Die Arbeit der Historikerin findet, ebenso wie der von ihr initiierte Wettbewerb, in Russland nicht nur Zuspruch. Da sie eine russisch-jüdische Familiengeschichte erzählt - die Großeltern stammen aus der Ukraine -, wird Irina Scherbakowa auf russischen Internetseiten als «zionistische Aktivistin der 5. Kolonne» und «im Auftrag ausländischer Mächte tätige Agentin» verleumdet. Ihr und anderen Mitgliedern der Gesellschaft «Memorial» werden Verfälschung der «vaterländischen Geschichte» und «Schwarzmalerei» der Vergangenheit vorgeworfen. Diese Kampagne ist ihrer Meinung nach ein Ausdruck des in Russland, in der UdSSR und in der Russischen Föderation latenten Antisemitismus.
Immer wieder kommt sie darauf zu sprechen, wie ihre Urgroßeltern, Großeltern und Eltern, deren Lebensplanung Ausreise ausschloss, im Alltag sowie im Berufsleben Hass und Diskriminierung erlebt haben. Großvater Jakow Roskin arbeitete seit 1924 im Kominternapparat, nach Georgi Dimitroffs Wahl zum Generalsekretär der Komintern, als Referent an dessen Seite. Der im Krieg an Armen und Händen schwer verwundete Vater studierte nach seiner Demobilisierung Literaturwissenschaft an der Moskauer Universität und bekam eine Stelle in der Redaktion der «Literaturnaja Gaseta», später wechselte er in die Redaktion der Literaturzeitschrift «Nowy mir».
In der elterlichen Wohnung am Arbat waren unter anderem Bulat Okudschawa, Viktor Nekrassow, Daniil Granin, Lew Kopelew und Wasil Bykow zu Gast. Manuskripte mit Texten von Warlam Schalamow, Alexander Solschenizyn oder Jewgenija Ginsburg bewahrte der Vater zu Hause auf. Irina durfte diese Texte, von denen viele in Abschriften unter der Hand verbreitet wurden, lesen. Während und nach dem Studium - das «Tauwetter» ging zu Ende - arbeitete sie als Dolmetscherin für den Schriftstellerverband, begleitete u. a. Jurij Brezan, Franz Fühmann und Christa Wolf auf deren Reisen durchs Land.
Bei den Eltern wuchs in dieser Zeit Hoffnungslosigkeit und Angst. «Mich und meine Freunde», schreibt sie rückblickend, «rettete unsere Jugend und das Fehlen der schweren Last der Erinnerung an die erlebten Jahre des Terrors und des Krieges». Es sind insbesondere die Reflexionen über die Veränderungen in der russischen Gesellschaft, die zu den bedrückenden, aufschlussreichen Stellen im Buch gehören.
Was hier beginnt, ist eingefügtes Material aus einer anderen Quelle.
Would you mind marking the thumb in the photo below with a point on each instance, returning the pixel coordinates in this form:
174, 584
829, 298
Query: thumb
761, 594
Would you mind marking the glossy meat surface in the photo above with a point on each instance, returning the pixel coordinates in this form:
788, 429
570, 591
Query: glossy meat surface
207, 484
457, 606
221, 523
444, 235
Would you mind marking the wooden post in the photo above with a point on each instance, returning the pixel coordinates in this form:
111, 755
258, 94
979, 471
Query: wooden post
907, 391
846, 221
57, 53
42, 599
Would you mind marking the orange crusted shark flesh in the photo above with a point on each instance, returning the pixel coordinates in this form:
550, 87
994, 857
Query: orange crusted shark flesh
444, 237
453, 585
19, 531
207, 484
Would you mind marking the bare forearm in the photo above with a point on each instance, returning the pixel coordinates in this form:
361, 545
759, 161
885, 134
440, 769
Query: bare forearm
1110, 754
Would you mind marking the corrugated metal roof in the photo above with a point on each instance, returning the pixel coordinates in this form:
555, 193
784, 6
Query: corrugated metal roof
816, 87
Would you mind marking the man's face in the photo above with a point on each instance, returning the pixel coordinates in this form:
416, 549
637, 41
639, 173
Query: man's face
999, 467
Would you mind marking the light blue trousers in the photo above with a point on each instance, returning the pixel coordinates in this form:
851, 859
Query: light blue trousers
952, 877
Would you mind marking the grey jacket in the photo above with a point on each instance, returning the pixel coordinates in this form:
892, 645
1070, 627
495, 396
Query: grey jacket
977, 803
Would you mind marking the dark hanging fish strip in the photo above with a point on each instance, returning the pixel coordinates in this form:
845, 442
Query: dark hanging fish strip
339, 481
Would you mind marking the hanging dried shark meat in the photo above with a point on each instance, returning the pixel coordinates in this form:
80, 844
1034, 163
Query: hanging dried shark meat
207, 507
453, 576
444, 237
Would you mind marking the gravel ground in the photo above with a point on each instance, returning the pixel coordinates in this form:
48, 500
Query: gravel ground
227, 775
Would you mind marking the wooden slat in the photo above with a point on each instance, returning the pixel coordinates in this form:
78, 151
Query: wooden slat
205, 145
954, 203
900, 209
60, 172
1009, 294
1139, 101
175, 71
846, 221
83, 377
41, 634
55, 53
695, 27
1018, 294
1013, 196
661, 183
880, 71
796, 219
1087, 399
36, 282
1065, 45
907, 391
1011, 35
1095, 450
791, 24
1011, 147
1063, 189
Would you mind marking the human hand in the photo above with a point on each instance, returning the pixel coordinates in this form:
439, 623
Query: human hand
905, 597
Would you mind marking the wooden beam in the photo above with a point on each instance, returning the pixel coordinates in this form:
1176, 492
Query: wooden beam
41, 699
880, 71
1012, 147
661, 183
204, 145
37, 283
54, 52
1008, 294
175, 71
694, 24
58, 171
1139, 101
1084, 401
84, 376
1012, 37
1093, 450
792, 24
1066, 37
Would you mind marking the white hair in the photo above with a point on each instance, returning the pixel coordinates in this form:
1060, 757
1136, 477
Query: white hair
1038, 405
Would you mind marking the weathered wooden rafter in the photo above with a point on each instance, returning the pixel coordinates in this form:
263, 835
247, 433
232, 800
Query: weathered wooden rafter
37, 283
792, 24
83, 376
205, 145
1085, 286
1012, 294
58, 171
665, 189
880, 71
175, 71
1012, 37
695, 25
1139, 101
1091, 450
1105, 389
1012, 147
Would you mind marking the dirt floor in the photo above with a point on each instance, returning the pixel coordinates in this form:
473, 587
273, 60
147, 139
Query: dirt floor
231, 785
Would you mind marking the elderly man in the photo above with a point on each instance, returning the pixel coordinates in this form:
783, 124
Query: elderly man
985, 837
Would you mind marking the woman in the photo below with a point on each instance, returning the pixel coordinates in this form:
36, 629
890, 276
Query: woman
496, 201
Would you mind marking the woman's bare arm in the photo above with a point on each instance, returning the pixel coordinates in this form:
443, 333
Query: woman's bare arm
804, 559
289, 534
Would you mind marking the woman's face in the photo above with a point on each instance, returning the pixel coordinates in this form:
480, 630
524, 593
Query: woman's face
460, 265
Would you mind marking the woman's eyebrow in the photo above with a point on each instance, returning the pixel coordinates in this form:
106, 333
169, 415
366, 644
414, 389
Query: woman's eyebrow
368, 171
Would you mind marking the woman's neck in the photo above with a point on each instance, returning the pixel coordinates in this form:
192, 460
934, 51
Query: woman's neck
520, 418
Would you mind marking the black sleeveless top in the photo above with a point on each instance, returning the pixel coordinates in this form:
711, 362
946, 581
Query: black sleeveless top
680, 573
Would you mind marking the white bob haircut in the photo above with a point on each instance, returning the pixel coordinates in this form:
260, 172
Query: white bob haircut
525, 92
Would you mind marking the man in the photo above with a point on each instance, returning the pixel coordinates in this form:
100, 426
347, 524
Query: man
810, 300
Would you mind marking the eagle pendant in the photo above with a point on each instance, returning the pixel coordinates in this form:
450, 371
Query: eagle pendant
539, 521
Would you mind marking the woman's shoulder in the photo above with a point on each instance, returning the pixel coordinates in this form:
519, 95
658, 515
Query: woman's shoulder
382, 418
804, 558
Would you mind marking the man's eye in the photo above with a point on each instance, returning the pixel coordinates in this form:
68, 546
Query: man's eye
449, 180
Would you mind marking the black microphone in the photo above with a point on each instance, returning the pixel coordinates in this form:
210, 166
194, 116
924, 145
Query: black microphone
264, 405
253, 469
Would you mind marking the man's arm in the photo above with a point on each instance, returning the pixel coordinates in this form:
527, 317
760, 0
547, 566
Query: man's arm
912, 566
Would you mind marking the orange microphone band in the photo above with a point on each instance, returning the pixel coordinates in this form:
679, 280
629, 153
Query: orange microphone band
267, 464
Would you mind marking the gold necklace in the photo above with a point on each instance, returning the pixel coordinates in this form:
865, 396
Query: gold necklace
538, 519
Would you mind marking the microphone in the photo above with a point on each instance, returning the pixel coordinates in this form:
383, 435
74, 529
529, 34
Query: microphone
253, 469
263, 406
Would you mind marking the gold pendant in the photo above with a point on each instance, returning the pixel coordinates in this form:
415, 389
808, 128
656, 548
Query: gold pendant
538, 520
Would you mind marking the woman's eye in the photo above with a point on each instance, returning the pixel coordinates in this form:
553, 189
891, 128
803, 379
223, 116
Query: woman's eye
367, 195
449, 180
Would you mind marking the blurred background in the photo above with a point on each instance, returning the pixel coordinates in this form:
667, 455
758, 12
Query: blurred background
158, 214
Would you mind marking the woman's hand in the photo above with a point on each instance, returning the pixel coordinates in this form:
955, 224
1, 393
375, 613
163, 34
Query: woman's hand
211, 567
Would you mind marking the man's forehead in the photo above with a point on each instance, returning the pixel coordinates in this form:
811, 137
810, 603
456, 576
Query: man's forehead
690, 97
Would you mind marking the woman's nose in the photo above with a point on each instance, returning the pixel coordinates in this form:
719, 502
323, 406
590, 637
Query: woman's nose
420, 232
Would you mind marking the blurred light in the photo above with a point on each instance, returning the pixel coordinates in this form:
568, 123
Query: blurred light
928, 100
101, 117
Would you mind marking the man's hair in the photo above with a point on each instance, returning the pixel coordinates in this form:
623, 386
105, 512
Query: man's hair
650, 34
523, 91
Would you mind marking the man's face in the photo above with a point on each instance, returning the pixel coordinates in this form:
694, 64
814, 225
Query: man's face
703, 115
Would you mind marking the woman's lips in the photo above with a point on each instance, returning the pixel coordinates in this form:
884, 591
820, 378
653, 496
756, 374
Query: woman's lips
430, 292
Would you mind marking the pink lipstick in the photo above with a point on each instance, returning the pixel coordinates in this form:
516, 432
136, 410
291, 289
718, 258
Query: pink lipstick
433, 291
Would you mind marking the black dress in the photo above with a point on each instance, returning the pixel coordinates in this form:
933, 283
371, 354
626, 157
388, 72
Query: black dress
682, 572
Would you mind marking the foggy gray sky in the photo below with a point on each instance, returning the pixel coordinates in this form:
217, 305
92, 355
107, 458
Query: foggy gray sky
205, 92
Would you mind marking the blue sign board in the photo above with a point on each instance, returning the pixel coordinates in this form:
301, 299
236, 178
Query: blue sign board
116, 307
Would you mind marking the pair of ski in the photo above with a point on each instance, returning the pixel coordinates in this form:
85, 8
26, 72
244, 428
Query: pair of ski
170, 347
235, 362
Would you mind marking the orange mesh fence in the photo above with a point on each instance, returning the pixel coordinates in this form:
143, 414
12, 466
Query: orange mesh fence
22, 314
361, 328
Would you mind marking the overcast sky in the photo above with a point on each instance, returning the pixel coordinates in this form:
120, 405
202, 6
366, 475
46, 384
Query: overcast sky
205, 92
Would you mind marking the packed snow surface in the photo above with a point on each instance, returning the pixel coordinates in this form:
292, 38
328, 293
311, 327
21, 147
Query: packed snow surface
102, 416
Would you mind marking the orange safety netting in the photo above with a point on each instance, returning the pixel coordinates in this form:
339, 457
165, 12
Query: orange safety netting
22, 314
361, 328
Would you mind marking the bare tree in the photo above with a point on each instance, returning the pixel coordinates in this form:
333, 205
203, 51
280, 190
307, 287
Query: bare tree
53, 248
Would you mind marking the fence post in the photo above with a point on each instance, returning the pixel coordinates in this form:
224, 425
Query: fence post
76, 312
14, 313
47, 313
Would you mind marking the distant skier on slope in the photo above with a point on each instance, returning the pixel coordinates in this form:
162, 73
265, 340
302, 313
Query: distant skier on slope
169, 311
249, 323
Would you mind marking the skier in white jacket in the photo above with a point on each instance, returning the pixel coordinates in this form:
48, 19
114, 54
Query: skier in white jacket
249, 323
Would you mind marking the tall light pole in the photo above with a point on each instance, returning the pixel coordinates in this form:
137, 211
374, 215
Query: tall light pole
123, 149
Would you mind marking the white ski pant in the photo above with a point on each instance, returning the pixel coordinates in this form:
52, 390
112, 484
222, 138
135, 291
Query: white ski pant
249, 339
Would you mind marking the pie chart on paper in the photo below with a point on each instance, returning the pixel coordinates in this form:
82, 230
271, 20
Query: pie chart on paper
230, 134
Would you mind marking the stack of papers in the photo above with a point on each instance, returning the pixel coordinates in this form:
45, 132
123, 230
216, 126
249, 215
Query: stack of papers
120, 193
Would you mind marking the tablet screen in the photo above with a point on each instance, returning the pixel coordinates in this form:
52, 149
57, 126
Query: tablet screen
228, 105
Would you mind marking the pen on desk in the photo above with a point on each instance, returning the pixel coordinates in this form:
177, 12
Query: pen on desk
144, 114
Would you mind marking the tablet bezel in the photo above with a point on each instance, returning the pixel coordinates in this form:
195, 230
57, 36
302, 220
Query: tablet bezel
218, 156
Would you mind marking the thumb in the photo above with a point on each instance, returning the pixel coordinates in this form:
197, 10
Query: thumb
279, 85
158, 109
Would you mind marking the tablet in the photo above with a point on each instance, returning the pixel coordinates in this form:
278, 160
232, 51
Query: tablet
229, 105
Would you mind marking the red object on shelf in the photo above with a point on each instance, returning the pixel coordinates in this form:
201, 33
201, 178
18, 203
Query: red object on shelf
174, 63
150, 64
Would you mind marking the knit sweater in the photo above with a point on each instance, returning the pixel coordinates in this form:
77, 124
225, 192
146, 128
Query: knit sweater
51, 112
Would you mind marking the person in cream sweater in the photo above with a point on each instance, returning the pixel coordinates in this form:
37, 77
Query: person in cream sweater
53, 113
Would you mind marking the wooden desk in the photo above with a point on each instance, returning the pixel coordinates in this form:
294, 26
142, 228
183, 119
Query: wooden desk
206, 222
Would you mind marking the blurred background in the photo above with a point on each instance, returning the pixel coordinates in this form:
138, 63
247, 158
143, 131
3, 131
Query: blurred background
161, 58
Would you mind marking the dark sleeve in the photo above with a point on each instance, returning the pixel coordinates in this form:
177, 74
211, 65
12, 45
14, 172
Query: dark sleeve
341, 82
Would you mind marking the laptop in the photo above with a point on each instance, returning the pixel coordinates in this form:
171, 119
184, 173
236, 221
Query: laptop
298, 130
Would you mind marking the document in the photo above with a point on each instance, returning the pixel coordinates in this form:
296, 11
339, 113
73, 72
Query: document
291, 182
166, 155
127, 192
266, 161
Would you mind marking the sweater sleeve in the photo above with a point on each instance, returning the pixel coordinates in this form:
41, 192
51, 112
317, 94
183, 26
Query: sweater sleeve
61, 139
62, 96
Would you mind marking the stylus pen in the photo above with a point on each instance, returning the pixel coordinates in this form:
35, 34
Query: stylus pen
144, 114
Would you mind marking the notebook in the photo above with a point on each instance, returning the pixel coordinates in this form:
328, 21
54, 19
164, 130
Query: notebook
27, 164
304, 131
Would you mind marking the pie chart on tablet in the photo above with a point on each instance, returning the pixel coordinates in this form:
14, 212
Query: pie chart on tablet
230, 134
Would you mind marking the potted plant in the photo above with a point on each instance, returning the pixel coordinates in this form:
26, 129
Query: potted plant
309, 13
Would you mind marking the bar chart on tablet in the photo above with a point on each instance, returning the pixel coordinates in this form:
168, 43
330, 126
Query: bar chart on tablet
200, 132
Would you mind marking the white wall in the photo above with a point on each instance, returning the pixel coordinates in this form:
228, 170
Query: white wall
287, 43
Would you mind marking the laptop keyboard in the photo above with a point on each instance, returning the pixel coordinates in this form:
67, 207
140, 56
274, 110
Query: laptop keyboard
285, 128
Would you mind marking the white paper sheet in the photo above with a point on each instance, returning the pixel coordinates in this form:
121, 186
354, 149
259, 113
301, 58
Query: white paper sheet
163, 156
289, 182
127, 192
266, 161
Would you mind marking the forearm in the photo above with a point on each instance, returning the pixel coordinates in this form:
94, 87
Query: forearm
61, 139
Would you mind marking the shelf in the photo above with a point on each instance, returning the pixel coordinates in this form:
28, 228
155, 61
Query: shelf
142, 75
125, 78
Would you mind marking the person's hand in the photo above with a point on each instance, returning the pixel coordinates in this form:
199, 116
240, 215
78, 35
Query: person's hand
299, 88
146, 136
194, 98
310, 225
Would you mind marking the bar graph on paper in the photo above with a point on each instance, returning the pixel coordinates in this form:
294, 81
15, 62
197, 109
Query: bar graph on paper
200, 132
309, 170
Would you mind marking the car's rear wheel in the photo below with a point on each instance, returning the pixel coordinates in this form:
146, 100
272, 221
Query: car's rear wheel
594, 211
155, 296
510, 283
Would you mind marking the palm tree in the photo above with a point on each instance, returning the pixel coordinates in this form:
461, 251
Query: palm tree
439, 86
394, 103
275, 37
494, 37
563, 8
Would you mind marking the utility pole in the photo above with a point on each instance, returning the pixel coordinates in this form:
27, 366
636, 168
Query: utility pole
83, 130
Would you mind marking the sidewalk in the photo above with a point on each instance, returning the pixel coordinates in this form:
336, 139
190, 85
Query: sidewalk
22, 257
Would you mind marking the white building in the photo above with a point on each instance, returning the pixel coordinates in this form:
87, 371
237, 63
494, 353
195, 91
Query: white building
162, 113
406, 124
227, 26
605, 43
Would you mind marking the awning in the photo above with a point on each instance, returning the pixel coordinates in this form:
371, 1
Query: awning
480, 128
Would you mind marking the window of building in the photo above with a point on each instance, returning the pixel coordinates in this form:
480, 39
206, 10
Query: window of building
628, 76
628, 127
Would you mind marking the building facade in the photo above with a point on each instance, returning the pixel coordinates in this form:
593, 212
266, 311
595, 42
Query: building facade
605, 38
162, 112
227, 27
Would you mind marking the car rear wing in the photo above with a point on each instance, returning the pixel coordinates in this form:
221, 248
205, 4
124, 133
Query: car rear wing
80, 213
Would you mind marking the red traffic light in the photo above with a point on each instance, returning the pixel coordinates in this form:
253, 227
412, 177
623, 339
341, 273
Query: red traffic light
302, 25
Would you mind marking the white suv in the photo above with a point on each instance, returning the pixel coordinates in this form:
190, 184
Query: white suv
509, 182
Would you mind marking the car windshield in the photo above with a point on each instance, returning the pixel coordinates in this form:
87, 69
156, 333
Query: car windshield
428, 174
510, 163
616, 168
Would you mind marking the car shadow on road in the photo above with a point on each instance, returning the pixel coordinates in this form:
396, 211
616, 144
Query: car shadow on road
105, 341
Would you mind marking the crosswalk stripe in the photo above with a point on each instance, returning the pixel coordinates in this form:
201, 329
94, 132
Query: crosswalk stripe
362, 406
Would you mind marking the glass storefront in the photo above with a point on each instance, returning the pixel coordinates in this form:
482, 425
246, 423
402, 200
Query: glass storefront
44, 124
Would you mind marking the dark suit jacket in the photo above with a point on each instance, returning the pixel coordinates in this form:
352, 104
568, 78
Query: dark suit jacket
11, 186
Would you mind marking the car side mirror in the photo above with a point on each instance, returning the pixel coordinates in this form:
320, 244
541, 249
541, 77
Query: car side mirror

Wer verstehen will, was heute in Russland auf dem Gebiet der Geschichtspolitik vor sich geht, ist gut beraten, zu diesem Buch zu greifen.
Ihre Töchter haben sich unter dem Eindruck der Zeit der Wirren, wie die Jahre zwischen Gorbatschows Perestroika und Putins Amtsantritt bezeichnet werden, für einen anderen Lebensentwurf entschieden. «Nach und nach hat sich unsere ganze Familie in aller Welt verstreut», bedauert Irina Scherbakowa. Die Kinder ihrer Schwester leben in Israel, ihre ältere Tochter in New York. Auf die Frage, ob die Enkel einen Neuanfang im Land ihrer Vorfahren wagen werden, weiß sie keine Antwort.
Irina Scherbakowa: Die Hände meines Vaters. Eine russische Familiengeschichte. A. d. Russ. v. Susanne Scholl. Droemer, 415 S., geb.,22,99 €.